Nanjing Road

When people mention Shanghai’s Nanjing Road (Nánjīng Lù, 南京路), they’re probably talking about East Nanjing Road (Nánjīng Dōng Lù, 南京东路), a pedestrian shopping street running for blocks between the northeast corner of People’s Square and the Bund. If you spend more than a couple days in Shanghai, you’ll likely end up pushing your way through the crowds beneath the neon signs and signature Shanghai mix of brand-new high rises and late colonial-period architecture. The shopping is varied and good, though lacking the upscale brand-name cachet of Huaihai Road or Xintiandi on one hand or the bargain-basement prices of “fake” markets like Yatai Market under the Shanghai Science and Technology Museum subway station on the other, more central fake market on Nanjing Lu.

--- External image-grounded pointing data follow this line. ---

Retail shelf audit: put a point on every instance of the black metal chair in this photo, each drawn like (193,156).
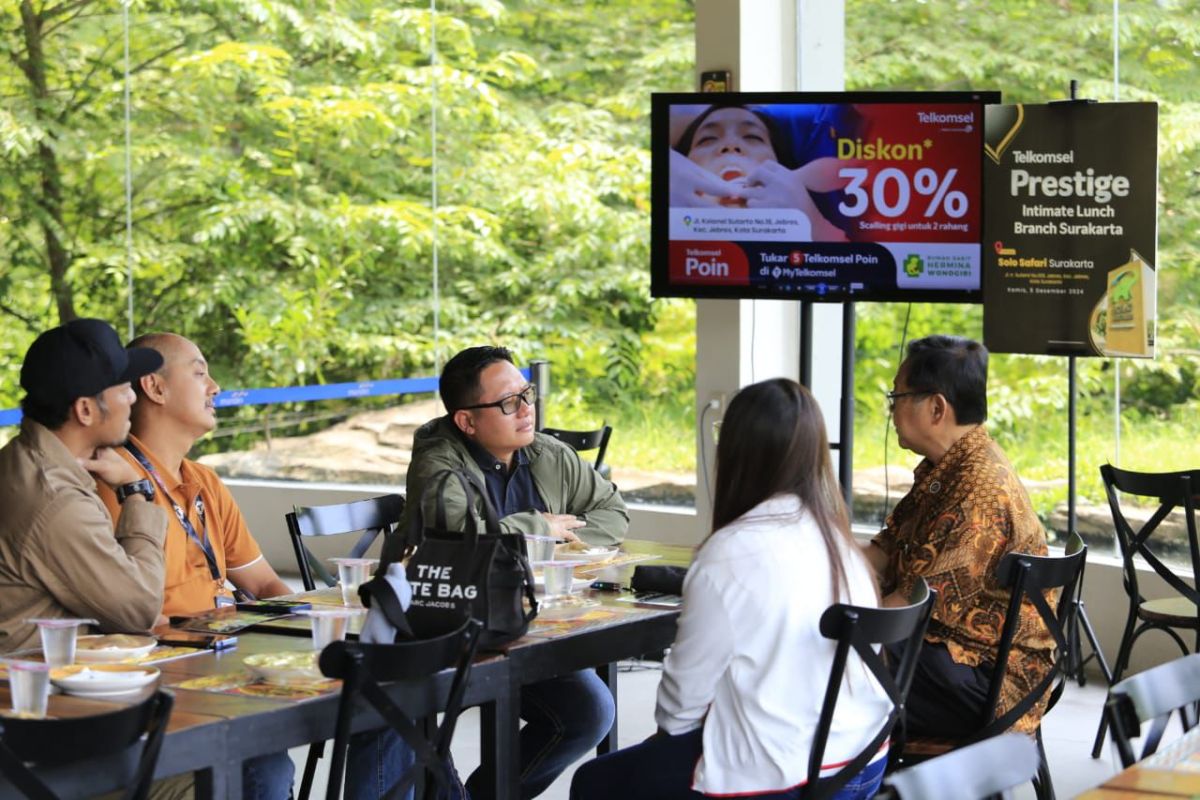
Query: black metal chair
(1150,546)
(586,440)
(985,770)
(1027,578)
(371,516)
(864,630)
(364,667)
(30,745)
(1152,696)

Though it’s a shopping street first and foremost, the real attraction here is the parade of people: hustlers looking for easy tourist marks, Chinese families on holiday, foreign tour groups wandering past in matching outfits, kids playing, Shanghainese office workers, migrant kebab vendors, Chinese pixies pushing cosmetics—you’ll see them all on Nanjing Dong Lu if you have a little patience. If you’re not in a shopping mood, just grab a snack and a drink (the smaller streets to the north of the main drag offer the best—and cheapest—street foods) and watch the world go by.

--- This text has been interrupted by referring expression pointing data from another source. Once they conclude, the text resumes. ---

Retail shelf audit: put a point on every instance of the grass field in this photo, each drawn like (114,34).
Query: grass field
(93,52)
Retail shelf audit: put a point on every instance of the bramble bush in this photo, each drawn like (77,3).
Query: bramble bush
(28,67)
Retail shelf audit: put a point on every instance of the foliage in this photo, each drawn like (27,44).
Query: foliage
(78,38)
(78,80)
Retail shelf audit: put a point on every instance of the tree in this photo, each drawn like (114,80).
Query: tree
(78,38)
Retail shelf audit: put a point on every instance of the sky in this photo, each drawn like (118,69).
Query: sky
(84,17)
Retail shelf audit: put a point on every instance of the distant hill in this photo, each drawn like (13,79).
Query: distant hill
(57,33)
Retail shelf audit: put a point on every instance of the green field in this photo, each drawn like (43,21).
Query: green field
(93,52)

This stretch of Nanjing Lu was the first modern commercial street in Shanghai, home to the city’s first big department stores, including the No. 1 Department Store, which still sells a little bit of everything at the western end of the pedestrian zone. On weekends, holidays and in the evenings, the crowds spill east onto the Bund’s Huangpu River promenade and east onto Xizang Lu (Xīzàng Lù, 西藏路) and into the People’s Square metro station, which is home to its own underground commercial strip. It’s a great area to spend part of a day getting a feel for the city’s energy.

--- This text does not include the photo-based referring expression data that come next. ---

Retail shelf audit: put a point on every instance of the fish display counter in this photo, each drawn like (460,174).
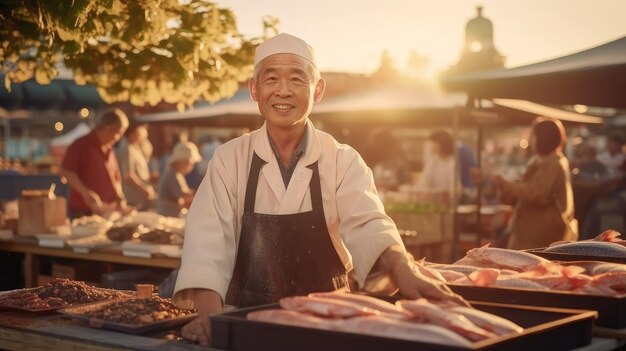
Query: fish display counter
(588,281)
(358,322)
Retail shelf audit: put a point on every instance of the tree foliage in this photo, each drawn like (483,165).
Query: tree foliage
(142,51)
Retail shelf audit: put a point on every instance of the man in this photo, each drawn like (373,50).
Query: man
(286,210)
(136,183)
(91,168)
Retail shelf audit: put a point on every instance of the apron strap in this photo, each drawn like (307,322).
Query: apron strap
(316,189)
(253,181)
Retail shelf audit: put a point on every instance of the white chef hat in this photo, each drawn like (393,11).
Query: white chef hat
(185,150)
(284,43)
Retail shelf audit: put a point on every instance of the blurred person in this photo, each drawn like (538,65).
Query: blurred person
(613,157)
(467,162)
(543,200)
(92,170)
(174,193)
(436,183)
(136,183)
(287,210)
(587,185)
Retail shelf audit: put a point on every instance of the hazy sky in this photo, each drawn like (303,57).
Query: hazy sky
(350,35)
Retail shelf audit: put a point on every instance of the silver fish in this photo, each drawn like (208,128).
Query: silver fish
(590,248)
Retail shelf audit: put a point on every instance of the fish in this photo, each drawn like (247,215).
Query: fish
(590,248)
(596,267)
(504,258)
(398,329)
(613,280)
(606,236)
(370,302)
(293,318)
(325,307)
(424,310)
(450,275)
(488,321)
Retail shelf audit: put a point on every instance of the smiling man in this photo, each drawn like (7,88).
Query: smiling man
(287,210)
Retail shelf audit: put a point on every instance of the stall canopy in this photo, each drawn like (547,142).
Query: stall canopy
(408,105)
(63,94)
(594,77)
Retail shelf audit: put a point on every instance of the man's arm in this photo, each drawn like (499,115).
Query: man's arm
(146,189)
(411,283)
(91,198)
(207,302)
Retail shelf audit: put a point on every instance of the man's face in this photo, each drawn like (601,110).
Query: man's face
(112,134)
(285,90)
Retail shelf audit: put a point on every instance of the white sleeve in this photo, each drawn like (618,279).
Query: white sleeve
(209,248)
(424,183)
(365,228)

After a few hours, however, many will be ready for a relaxing meal or drink in People’s Square (try Barbarossa or Kathleen’s 5 if the weather’s nice) or a Bund spot such as the Glamour Bar (expensive) or the Captain’s Bar (cheap) when you’ve had enough of the Shanghai shopping scrum. A number of historic buildings, including the beautifully renovated and restored Peace Hotel, are scattered about the area. Note that the above reference to hustlers should be taken seriously, but not as a reason to avoid Nanjing Dong Lu. You should, of course, watch your valuables and refrain from accepting the first friendly invitation to buy a charming group of young Chinese “students” a round of tea, but the chances of any aggressive or even violent behavior is exceedingly low.
West of Xizang Lu, West Nanjing Road (Nánjīng Xi Lù, 南京西路) picks up, heading into the heart of the old international concession and offering more shops, restaurants and fascinating side alleys full of life, commerce and sights.